FuguReport

When AI reviews science: Can we trust the referee?

Authors Jialiang Wang, Yuchen Liu, Hang Xu, Kaichun Hu, Shimin Di, Wangze Ni, Linan Yue, Min-Ling Zhang, Kui Ren, Lei Chen
Affiliations Southeast University / The Hong Kong University of Science and Technology / Zhejiang University
Categories Evaluation / Peer Review Evaluation / Trustworthiness of AI referees, Method / Causal Analysis / Separating framing and contextual bias effects, Application / Scientific Review / AI-assisted science review lifecycle
License CC BY 4.0

Abstract Overview

This paper provides a security- and reliability-centered analysis of AI peer review by mapping attack surfaces across the full review lifecycle—training and data retrieval, desk review, deep review, rebuttal, and system-level vulnerabilities. The authors instantiate this threat taxonomy with four controlled treatment-control probes on 100 stratified ICLR 2025 submissions, evaluated by Gemini 2.5 and GPT 5.1 as AI referees. The experiments demonstrate that review scores can be shifted by prestige cues, rhetorical style, evidence-free rebuttals, and biased contextual information, indicating that current AI referees are sensitive to non-merit factors. The paper also proposes stage-specific defense strategies and outlines future research directions for trustworthy AI peer review.

Novelty

The distinctive contribution is a lifecycle-wide threat model for AI peer review combined with quantitative causal-style probes tied to specific review stages. Rather than analyzing only prompt injection or generic LLM-as-judge fragility, the paper evaluates multiple representative attack vectors—prestige framing, assertion strength, rebuttal sycophancy, and contextual poisoning—on real conference submissions with two advanced reviewer models.

Results

The experiments show measurable score distortions: high-prestige framing increased scores by +0.21 to +0.29 while low-prestige framing caused larger decreases of -0.59 to -0.85; cautious language was penalized by -0.26 to -0.52 relative to originals; evidence-free but confident rebuttals raised scores by +0.42 to +0.65 across both models.

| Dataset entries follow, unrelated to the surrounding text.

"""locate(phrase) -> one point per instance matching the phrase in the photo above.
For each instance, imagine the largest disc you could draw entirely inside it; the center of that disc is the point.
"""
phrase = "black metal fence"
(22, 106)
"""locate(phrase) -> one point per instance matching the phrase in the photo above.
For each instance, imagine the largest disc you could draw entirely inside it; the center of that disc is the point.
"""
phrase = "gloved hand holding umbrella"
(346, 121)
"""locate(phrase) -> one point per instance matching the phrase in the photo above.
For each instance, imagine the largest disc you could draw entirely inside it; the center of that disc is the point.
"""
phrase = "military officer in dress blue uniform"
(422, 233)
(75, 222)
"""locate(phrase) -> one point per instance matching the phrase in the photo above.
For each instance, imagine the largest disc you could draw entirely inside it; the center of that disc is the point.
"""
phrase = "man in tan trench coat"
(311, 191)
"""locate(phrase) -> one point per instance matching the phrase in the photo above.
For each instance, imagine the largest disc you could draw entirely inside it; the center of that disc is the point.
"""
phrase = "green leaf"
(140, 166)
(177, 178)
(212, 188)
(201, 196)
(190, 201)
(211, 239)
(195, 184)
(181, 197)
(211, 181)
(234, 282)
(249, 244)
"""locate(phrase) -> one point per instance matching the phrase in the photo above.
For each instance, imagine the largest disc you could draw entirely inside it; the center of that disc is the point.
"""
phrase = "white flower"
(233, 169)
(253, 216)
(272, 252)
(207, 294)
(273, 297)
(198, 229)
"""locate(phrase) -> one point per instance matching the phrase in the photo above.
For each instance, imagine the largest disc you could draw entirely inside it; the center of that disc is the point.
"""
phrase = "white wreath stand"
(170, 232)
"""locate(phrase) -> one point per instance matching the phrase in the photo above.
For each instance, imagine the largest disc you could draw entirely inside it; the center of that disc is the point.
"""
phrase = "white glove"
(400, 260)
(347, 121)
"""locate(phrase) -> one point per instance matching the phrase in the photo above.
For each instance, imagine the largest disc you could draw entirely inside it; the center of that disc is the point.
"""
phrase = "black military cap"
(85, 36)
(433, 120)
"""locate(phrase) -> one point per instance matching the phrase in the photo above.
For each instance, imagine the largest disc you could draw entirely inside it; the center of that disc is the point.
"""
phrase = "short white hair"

Contextual poisoning effects varied by model, with Gemini 2.5 susceptible to positive framing (+0.16) and GPT 5.1 susceptible to negative framing (-0.31), confirming that AI referees' evaluations are permeable to manipulated information environments.

Key Points

  1. The paper proposes an end-to-end taxonomy of attacks on AI peer review spanning training/data retrieval, desk review, deep review, rebuttal, and system-level vulnerabilities, with analysis of mechanisms, attacker prerequisites, concealment, and difficulty.
  2. On 100 ICLR 2025 papers, both Gemini 2.5 and GPT 5.1 exhibited authority bias (asymmetric, with low-prestige penalties exceeding high-prestige boosts), a systematic penalty for cautious scientific language, and significant upward score shifts after assertive evidence-free rebuttals.
  3. Biased retrieved context altered review scores in a model-dependent manner—Gemini 2.5 was swayed by positive framing while GPT 5.1 was penalized by negative framing—demonstrating that retrieval or knowledge-base contamination can subtly influence AI-assisted scientific evaluation.

References

This page was created using generative AI such as GPT-5, Claude Opus 4, Gemini 3, Gemini 3.1 Flash Image, and their higher-end successor versions. No guarantee can be made regarding its contents.